Bold, at 25, she directed her first movie, La Pointe Courte. A woman ahead of the camera and of her own time. She built a solid career, alongside Truffaut and Godard, was at the head of the Nouvelle Vague, a cinematographic movement that would change the way of making movies in the world. Her works such as Cléo de 5 a 7 and Le bonheur appear on the list of the best films in the history of cinema. Varda lived 90 years. She filmed different generations with a refreshed, young view, attentive to changes in society.
In this humble tribute that we pay at BIFF, we selected three films by the young Varda and one of her last ones, directed at the age of 88. Visages, Villages won many awards and is considered one of the best films released in 2018. In it, we can watch Varda in front of the cameras teaching us, sharing with us her latest reflections of a woman who lived nine decades. A strong woman.

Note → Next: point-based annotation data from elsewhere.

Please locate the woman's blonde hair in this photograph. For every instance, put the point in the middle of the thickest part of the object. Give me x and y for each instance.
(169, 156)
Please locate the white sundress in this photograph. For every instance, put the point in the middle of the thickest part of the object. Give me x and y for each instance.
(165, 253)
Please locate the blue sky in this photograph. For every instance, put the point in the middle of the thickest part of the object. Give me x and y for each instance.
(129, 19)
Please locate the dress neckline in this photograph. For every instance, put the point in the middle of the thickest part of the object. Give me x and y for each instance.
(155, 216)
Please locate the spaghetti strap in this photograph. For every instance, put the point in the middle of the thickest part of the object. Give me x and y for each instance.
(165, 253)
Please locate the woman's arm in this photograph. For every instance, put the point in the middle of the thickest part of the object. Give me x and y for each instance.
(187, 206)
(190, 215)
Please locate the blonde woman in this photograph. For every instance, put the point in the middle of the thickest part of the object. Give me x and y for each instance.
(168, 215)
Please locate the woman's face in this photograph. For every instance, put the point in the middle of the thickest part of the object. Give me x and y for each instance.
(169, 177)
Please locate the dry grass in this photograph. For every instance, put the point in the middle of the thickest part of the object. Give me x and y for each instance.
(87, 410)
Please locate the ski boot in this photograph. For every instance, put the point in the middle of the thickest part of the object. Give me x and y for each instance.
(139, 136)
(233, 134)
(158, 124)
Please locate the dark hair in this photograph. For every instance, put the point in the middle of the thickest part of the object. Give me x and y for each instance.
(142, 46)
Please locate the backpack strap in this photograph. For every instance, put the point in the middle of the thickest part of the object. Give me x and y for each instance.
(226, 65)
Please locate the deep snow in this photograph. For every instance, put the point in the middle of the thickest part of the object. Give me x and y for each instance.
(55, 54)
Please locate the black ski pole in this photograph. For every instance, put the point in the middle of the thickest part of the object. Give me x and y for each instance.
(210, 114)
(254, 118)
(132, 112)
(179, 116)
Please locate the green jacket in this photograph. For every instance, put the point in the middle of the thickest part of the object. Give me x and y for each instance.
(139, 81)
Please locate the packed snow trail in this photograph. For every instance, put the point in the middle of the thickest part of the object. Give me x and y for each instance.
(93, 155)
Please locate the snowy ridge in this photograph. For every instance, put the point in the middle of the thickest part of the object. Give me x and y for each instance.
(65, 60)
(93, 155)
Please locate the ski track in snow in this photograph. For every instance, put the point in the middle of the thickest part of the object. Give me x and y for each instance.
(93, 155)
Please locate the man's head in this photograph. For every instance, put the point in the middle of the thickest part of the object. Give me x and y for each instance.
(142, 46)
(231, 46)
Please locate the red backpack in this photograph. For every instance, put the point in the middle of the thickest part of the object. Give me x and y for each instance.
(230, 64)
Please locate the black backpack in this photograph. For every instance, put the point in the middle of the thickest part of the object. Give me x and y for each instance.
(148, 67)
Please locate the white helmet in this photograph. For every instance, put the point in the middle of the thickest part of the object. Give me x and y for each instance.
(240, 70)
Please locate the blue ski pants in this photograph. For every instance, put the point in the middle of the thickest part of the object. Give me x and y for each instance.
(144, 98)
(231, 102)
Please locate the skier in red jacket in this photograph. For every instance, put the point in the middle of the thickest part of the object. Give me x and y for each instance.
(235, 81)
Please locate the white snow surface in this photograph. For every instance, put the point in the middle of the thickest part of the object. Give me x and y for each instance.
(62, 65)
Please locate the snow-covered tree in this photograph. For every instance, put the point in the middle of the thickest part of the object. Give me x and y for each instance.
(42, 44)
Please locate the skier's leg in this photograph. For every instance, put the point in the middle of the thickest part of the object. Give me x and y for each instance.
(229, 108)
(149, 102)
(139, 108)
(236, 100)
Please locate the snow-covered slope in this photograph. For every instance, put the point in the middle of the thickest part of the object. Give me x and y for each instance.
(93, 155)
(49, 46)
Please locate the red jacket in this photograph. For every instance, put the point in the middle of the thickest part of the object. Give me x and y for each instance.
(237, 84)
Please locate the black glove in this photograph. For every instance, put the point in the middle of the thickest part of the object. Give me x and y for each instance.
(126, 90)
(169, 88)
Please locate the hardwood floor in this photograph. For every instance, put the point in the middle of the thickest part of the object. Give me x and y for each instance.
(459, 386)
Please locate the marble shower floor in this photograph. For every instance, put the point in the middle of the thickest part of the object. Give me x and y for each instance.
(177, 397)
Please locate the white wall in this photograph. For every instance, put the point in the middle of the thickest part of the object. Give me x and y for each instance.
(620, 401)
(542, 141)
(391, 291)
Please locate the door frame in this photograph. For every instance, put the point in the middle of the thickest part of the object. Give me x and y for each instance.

And I had the chance to meet this strength during my train journey from Cannes to Paris, in the bar car. I was having a coffee when I saw her, tiny, holding her cane, accompanied by her daughter. I went to greet her. She was nice, asked me what I did, I replied that I was a film distributor. She ended the conversation by telling me “nobody is perfect”, I laughed and said goodbye. Excited, a few days later I did the acquisition of Visages, Villages. It had been a pleasure meeting Varda.